Las tardes eran de Dragon Ball, y las noches escolares, de Topogigio. Los domingos tocaba iglesia, claro, y también la hermana que interpretaba “a la luz de la Palabra” quién había embarazado a la hija de la vecina. Había jóvenes que se dejaban el pelo largo o empezaban a formar su “mara”, que en aquel entonces no era más que un grupo de chicos con palos y piedras, buscando pleito por un empate en el fútbol o una mala mirada. Nada que ver con las “maras” de traje, título universitario y cuenta bancaria que hoy dirigen despachos y empresas: abogados, políticos, empresarios —la élite impune.

Después llegaron los ordenadores y los cafés internet. Ahí estaba la señora buscando un gringo que la sacara de la pobreza y la llevara al norte. En Messenger, los nombres eran auténticos manifiestos: “GatitaTraviesa01 (guiño guiño)”, “Carita feliz, la sensación del bloque”. Y en las radios, la bachata y el reguetón comenzaron a devorar la frecuencia.

Poco a poco, las baleadas, las burritas y la carne asada de las señoras en las esquinas fueron desplazadas por combos grasientos. Las tiendas de ropa usada dejaron sin clientes al sastre, y el zapatero —ese artesano de calzados indestructibles— terminó sin oficio. Aquellos zapatos, por cierto, bien podían servir de cuña para un 22R: vehículo mítico, más caro que un terreno y capaz de hipotecar los estudios del primogénito.

Hoy tenemos aplicaciones de citas, sexo por internet y montañas de plástico con formas curiosas, diseñadas para provocar un deseo inmediato, adictivo, anestésico. Compramos para sentir una pequeña chispa de felicidad, como si consumiéramos fentanilo sin el efecto zombi. Trabajamos para seguir comprando, para acumular más plástico con luces, más espejos con filtros. Hasta que un día, en la tumba, nos adornan con flores de plástico también.

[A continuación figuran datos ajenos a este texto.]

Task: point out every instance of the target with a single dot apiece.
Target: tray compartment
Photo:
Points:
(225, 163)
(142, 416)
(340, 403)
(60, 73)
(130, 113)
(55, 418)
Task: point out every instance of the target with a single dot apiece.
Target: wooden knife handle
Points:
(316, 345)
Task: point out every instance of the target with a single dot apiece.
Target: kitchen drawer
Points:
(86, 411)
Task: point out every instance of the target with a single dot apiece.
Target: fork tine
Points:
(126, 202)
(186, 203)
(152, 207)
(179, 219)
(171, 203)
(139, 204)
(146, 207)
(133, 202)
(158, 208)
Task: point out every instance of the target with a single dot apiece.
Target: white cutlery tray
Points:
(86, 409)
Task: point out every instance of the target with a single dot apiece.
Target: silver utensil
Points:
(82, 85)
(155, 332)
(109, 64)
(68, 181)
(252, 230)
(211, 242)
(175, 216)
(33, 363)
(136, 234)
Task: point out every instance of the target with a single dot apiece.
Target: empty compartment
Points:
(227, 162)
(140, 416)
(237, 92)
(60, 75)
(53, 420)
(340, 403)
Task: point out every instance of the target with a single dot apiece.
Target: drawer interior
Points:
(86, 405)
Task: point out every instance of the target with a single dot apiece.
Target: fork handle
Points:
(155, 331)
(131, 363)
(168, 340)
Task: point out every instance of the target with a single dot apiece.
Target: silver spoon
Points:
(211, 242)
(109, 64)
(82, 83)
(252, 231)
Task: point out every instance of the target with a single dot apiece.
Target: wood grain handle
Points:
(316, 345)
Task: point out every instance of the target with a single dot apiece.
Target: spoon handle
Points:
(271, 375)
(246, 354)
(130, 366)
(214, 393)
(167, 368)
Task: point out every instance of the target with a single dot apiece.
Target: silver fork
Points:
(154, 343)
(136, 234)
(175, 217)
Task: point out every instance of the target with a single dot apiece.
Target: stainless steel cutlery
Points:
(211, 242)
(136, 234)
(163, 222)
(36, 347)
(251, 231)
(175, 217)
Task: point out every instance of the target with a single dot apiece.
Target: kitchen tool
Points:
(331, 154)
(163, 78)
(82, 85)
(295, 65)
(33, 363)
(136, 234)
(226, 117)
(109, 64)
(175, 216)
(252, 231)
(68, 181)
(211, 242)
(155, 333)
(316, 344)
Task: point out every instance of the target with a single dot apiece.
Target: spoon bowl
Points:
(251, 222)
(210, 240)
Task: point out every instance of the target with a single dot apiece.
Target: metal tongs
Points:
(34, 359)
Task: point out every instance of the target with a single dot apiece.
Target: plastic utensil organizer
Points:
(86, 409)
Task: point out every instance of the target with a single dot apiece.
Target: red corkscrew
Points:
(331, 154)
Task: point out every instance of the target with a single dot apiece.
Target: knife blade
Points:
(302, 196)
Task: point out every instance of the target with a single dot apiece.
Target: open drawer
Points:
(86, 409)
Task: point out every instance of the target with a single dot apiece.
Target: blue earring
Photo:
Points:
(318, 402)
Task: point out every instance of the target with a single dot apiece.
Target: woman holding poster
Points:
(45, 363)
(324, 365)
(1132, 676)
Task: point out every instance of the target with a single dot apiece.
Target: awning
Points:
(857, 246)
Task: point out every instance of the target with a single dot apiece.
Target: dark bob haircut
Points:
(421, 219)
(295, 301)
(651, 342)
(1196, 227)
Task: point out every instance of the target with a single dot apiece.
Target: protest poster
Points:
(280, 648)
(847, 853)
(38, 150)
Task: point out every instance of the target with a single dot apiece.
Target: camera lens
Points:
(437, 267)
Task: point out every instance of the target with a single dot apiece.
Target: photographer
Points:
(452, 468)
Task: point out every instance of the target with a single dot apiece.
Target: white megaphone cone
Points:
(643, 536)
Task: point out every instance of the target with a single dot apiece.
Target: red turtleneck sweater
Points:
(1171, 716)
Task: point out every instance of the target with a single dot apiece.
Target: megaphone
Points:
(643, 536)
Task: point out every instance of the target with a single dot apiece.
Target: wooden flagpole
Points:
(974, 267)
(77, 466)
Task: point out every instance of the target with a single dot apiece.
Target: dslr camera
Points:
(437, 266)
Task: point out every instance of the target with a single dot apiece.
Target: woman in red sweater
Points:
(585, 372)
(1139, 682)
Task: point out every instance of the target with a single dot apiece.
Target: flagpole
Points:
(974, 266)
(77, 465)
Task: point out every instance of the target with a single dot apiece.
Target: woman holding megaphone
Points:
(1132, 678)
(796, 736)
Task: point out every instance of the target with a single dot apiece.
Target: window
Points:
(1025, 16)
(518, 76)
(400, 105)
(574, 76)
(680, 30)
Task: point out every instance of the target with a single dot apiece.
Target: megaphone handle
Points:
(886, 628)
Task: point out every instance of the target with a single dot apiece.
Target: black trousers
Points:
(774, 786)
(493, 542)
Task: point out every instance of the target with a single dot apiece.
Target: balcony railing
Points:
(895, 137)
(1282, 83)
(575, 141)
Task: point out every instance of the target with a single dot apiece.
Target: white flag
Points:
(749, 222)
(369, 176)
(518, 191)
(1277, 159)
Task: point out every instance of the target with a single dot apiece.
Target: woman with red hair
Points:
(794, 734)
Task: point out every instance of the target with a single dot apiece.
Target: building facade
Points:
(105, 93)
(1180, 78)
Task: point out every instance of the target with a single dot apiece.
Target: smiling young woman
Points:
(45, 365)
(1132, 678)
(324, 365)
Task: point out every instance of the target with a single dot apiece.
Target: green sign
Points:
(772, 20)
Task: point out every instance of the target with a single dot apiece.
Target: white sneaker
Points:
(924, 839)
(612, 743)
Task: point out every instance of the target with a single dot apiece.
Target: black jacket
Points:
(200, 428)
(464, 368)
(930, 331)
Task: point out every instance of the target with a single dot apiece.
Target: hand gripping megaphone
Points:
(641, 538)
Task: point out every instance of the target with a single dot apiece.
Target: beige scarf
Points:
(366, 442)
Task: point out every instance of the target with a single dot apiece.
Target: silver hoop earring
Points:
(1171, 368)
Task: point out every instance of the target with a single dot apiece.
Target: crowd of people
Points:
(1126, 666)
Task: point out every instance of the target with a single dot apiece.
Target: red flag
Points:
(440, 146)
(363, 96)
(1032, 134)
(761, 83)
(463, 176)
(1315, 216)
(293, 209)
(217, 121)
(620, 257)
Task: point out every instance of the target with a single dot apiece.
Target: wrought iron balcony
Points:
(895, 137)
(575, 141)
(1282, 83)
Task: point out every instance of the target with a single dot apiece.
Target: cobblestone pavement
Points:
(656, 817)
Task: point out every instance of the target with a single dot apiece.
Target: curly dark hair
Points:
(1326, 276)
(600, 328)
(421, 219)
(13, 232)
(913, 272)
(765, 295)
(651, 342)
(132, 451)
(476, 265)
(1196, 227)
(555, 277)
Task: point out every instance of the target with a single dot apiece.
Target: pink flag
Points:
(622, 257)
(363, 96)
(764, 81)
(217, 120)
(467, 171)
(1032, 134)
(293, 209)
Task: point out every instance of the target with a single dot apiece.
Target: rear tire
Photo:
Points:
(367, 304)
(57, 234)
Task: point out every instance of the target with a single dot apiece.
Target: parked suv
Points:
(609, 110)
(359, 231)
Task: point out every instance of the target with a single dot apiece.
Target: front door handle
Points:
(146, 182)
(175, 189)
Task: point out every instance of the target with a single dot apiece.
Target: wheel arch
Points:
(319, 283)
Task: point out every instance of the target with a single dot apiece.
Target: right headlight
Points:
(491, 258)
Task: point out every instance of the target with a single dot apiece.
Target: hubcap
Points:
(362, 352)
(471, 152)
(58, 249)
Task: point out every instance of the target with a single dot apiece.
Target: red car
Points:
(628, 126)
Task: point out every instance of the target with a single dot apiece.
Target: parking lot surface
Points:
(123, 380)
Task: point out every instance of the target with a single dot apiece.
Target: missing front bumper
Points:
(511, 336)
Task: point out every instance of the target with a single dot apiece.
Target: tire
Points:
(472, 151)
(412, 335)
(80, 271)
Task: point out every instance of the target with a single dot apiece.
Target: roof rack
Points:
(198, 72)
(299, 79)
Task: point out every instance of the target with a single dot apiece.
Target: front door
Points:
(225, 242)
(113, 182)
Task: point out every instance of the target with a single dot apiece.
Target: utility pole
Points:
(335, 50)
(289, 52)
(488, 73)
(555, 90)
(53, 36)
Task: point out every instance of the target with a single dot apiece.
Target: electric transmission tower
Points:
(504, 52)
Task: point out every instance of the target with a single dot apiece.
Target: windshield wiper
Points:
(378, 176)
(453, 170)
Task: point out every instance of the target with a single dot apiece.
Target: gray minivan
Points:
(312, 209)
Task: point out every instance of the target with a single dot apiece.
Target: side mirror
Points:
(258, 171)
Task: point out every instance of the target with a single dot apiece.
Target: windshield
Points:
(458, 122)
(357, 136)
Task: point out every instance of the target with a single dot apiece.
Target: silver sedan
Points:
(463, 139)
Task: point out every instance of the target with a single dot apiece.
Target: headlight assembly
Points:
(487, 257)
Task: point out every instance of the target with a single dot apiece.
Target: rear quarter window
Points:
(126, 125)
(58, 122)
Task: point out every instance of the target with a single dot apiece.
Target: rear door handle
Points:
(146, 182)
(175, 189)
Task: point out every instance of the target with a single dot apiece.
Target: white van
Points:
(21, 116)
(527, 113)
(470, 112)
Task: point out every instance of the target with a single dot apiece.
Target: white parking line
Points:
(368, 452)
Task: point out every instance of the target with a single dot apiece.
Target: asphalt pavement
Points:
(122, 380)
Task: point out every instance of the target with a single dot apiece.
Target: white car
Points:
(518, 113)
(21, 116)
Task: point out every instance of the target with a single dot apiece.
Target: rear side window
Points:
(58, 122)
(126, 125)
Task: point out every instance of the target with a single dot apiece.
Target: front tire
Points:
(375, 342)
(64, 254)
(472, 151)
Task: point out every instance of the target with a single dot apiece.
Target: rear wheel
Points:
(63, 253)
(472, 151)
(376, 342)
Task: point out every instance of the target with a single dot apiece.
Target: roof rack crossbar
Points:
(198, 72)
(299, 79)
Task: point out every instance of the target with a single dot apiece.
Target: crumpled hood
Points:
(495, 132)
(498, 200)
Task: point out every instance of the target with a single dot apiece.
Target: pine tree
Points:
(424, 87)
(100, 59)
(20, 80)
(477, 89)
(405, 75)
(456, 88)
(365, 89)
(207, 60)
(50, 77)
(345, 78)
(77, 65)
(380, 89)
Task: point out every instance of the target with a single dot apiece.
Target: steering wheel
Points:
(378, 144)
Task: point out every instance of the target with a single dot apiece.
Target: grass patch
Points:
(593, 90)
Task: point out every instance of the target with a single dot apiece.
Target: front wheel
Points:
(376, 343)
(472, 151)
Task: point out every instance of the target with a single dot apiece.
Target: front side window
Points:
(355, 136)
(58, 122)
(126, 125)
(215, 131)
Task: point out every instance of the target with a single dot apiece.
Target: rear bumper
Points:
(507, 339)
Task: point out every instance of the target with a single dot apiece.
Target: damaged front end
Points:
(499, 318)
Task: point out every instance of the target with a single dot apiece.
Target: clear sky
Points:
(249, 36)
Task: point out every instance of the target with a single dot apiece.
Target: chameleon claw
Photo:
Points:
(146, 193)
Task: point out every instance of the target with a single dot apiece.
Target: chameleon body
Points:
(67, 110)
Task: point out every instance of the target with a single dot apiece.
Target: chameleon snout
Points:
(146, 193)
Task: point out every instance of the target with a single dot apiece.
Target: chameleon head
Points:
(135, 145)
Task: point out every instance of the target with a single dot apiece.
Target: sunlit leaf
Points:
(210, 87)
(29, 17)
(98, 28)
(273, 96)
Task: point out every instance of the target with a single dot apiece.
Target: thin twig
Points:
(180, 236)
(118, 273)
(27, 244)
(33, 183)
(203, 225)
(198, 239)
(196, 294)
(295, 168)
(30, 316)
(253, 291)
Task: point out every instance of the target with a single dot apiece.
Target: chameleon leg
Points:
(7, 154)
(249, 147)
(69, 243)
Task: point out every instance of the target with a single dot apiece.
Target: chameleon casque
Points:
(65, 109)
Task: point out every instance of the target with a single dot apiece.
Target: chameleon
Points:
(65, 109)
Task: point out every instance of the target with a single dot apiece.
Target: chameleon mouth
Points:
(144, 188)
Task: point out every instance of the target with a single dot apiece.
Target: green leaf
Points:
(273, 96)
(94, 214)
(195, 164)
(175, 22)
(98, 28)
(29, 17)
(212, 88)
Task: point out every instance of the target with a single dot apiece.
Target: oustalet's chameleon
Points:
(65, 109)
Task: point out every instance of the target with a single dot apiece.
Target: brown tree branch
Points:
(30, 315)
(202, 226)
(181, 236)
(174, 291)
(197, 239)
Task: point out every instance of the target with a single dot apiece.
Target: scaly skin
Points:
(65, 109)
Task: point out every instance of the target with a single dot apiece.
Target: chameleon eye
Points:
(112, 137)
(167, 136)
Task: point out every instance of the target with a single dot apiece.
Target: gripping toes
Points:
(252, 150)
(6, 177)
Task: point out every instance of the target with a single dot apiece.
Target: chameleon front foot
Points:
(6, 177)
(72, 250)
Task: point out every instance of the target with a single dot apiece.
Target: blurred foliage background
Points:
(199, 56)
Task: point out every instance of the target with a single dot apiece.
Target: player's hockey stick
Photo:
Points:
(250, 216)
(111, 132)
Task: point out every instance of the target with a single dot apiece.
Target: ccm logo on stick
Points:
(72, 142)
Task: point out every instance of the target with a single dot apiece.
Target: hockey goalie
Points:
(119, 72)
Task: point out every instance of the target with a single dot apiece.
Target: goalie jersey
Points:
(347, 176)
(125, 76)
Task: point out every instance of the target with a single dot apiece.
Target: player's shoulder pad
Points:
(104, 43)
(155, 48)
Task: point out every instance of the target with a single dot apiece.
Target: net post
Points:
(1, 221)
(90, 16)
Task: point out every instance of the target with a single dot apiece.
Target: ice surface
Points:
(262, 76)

Las redes sociales nos dieron amor con remesas y relaciones a base de stickers. Aquellas pertenencias que antes soñábamos —una casa, un 22R— ahora se canjean por tatuajes, un viaje a Colombia, o una foto en una playa donde drogarse sea parte del paquete turístico. Las poses en Instagram reemplazaron los logros reales. Las pertenencias virtuales (likes, followers, reels) son ahora más importantes que las pertenencias materiales. Y quienes desean una familia, hijos, un hogar, hoy parecen revolucionarios románticos, porque la mayoría prefiere vivir solos, explorar la vida, flotar.

No hablo desde el conservadurismo ni la nostalgia vacía. Hablo desde la observación de un país donde muchos jóvenes transitan la vida sin amor propio, repartiendo mandados en motos, con los oídos llenos de reguetón y la mente fragmentada en tendencias efímeras. Me dirijo a ustedes, jóvenes ChatGPT, que creen engañar a los maestros con respuestas perfectas generadas por IA. (No engañan a nadie, en serio. Es como esconder un elefante detrás de un bambú).

Ustedes son geniales. Y por eso mismo, deberían mirar la vida más allá de TikTok. Hablen con las personas que los rodean, miren a los ojos, hagan chistes malos, escriban versos sin algoritmo. Vivan relaciones duraderas. Consuman menos plástico. Escuchen menos música enajenada. Busquen el arte en el silencio, el sentido en el diálogo. Tal vez esto sea solo una reflexión atravesada por la nostalgia, pero me gustaría volver a ver personas únicas, con ingenio natural, sin la estandarización que trajo la globalización. Gente capaz de enamorar con palabras, no con filtros.

La cultura no debe preservar un estatus elitista ni reproducir al sujeto masificado que se autoexplota sexual, económica, social y espiritualmente en nombre del éxito. La cultura debe abrirnos al otro, a la diferencia, a la verdad humana que aún habita bajo la superficie de esta era digital.

No seamos más vasos de papel del capital.
Seamos montañas fértiles, llenas de semillas que, un día, darán frutos dulces.